The Black Market Peso Exchange (BMPE) is a long lived and widely used method for converting Colombian pesos into US dollars and vice versa. Boasting the ability to exchange money at a much lower rate, the BMPE evolved from the black market exchange that existed in Colombia for decades and was used by legitimate businessmen and drug dealers alike for the singular purpose of saving money. The BMPE is now one of the most sophisticated (and common) money laundering schemes employed by the cartels in the Colombian drug trade.
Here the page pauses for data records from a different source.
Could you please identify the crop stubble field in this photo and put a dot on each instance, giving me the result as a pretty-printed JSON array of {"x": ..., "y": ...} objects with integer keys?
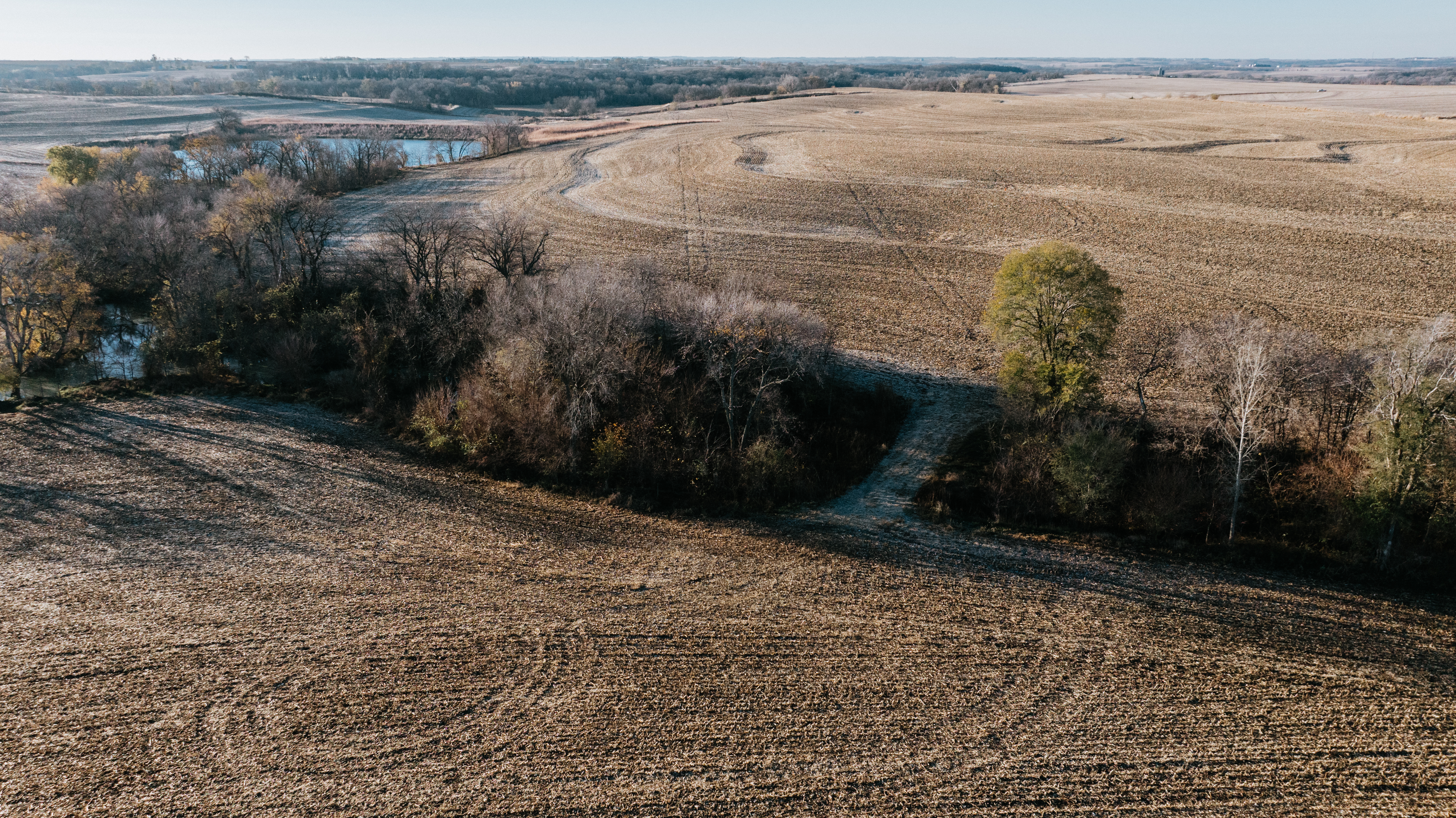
[
  {"x": 889, "y": 212},
  {"x": 242, "y": 608}
]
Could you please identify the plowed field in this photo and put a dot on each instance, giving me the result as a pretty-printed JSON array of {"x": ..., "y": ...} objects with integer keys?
[
  {"x": 247, "y": 609},
  {"x": 889, "y": 212}
]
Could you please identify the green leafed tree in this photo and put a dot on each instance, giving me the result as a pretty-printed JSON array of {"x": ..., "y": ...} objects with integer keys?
[{"x": 1053, "y": 312}]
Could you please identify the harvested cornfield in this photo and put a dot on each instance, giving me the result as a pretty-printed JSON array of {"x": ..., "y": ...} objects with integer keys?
[
  {"x": 889, "y": 212},
  {"x": 232, "y": 608}
]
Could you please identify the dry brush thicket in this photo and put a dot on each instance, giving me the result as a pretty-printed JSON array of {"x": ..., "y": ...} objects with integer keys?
[{"x": 241, "y": 608}]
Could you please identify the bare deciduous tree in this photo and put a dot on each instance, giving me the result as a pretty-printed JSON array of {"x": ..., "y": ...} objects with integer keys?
[
  {"x": 749, "y": 348},
  {"x": 1248, "y": 368},
  {"x": 1151, "y": 350},
  {"x": 500, "y": 137},
  {"x": 1413, "y": 399},
  {"x": 430, "y": 248},
  {"x": 510, "y": 245},
  {"x": 314, "y": 223}
]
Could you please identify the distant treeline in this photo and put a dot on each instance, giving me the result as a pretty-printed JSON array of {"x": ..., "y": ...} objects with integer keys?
[
  {"x": 1410, "y": 78},
  {"x": 504, "y": 85},
  {"x": 465, "y": 334}
]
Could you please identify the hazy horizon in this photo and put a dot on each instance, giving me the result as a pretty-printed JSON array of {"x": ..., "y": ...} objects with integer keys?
[{"x": 273, "y": 30}]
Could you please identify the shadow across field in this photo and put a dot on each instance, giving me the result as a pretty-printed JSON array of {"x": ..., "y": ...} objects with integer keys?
[{"x": 207, "y": 597}]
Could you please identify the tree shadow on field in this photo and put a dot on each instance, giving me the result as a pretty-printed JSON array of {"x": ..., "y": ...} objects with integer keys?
[
  {"x": 110, "y": 472},
  {"x": 1218, "y": 608}
]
Raymond Kelly, former Commissioner of the US Customs Service calls it the “ultimate nexus between crime and commerce, using global trade to mask global money laundering.”
Here is a brief outline of how it works (though there are multiple variations of this basic model):
- Colombian traffickers or their US counterparts contact a ‘Black Market Peso Broker’ (money brokers who purchase US dollars that are derived from street drug sales) to negotiate an exchange rate. The rate is often approximately 40% less than the official rate.
- Once the rate is agreed upon, the drug dealers deliver the cash to the Broker’s US office or some other agreed upon location for the exchange. At this point, all risk for movement of the money from the US to Colombia falls onto the Broker. Should anything go wrong, e.g. the money is seized, the drug dealers and traffickers look to the Broker for repayment.
- The Broker then processes the cash by employing runners to deposit the cash into US banks throughout the nation in increments of less than $10,000.00 to avoid the bank’s reporting requirements under the US Currency and Foreign Transactions Reporting Act, 31 U.S.C. §5311-5355.
- Simultaneously, the Broker’s Colombian office exchanges pesos (also at a lower rate than the official rate) with legitimate Colombian businesses who are looking for cheaper US dollars, which will enable them to do more business with legitimate US exporters.
- Once the legitimate Colombian businesses give the Broker their pesos, the Broker then pays the business’s debts in the US via wire transfer or direct deposit, allowing for the facilitation of legitimate international trade. The pesos in turn go back to the drug dealers and traffickers to spend in Colombia.
Part of what makes this scheme so attractive to the drug cartels is that the transactions in step (5) above appear like ordinary international trade transactions so the authorities are far less likely to investigate them (if at all), even though the payments are made by unrelated third parties. As a result, many U.S. businesses (large and small) are completely unaware that they actually have a role in the illicit drug trade.
Unfortunately, it seems very difficult for U.S. enforcement officials to sympathize with the businesses involved. In a classic case of the public and private sectors failing to understand each other, the United States cannot see how businesses could possibly participate in such a system unwittingly. In many cases where this scheme is uncovered, entire U.S. bank accounts are seized and forfeited based on the assertion that the owners must have been aware that the money was dirty. In some cases money is seized before it is even proven to be of illicit origins!
Here are two warning signs that your business may be inadvertently participating in this sophisticated money-laundering scheme:
- You ship goods to Colombian clients, but the goods are paid for by a separate entity in a different country
- You receive payment in multiple small amounts
- You receive payment through third party checks
- You receive this payment in lump-sum wire transfers, with the balance to be credited towards future purchases
Although there is every possibility that a buyer with the above warning signs may be perfectly legitimate, it may not be worth the risk that their money isn’t as legitimate. Your hard-earned money could be seized and you don’t want that, because once the United States has seized your assets, it’s a long, hard road to getting them back, if you ever do.
 Hewlett Packard, Ford, Sony, General Motors, Whirlpool, General Electric are all entities that have been inadvertently involved in the BMPE and have taken steps to correct their involvement.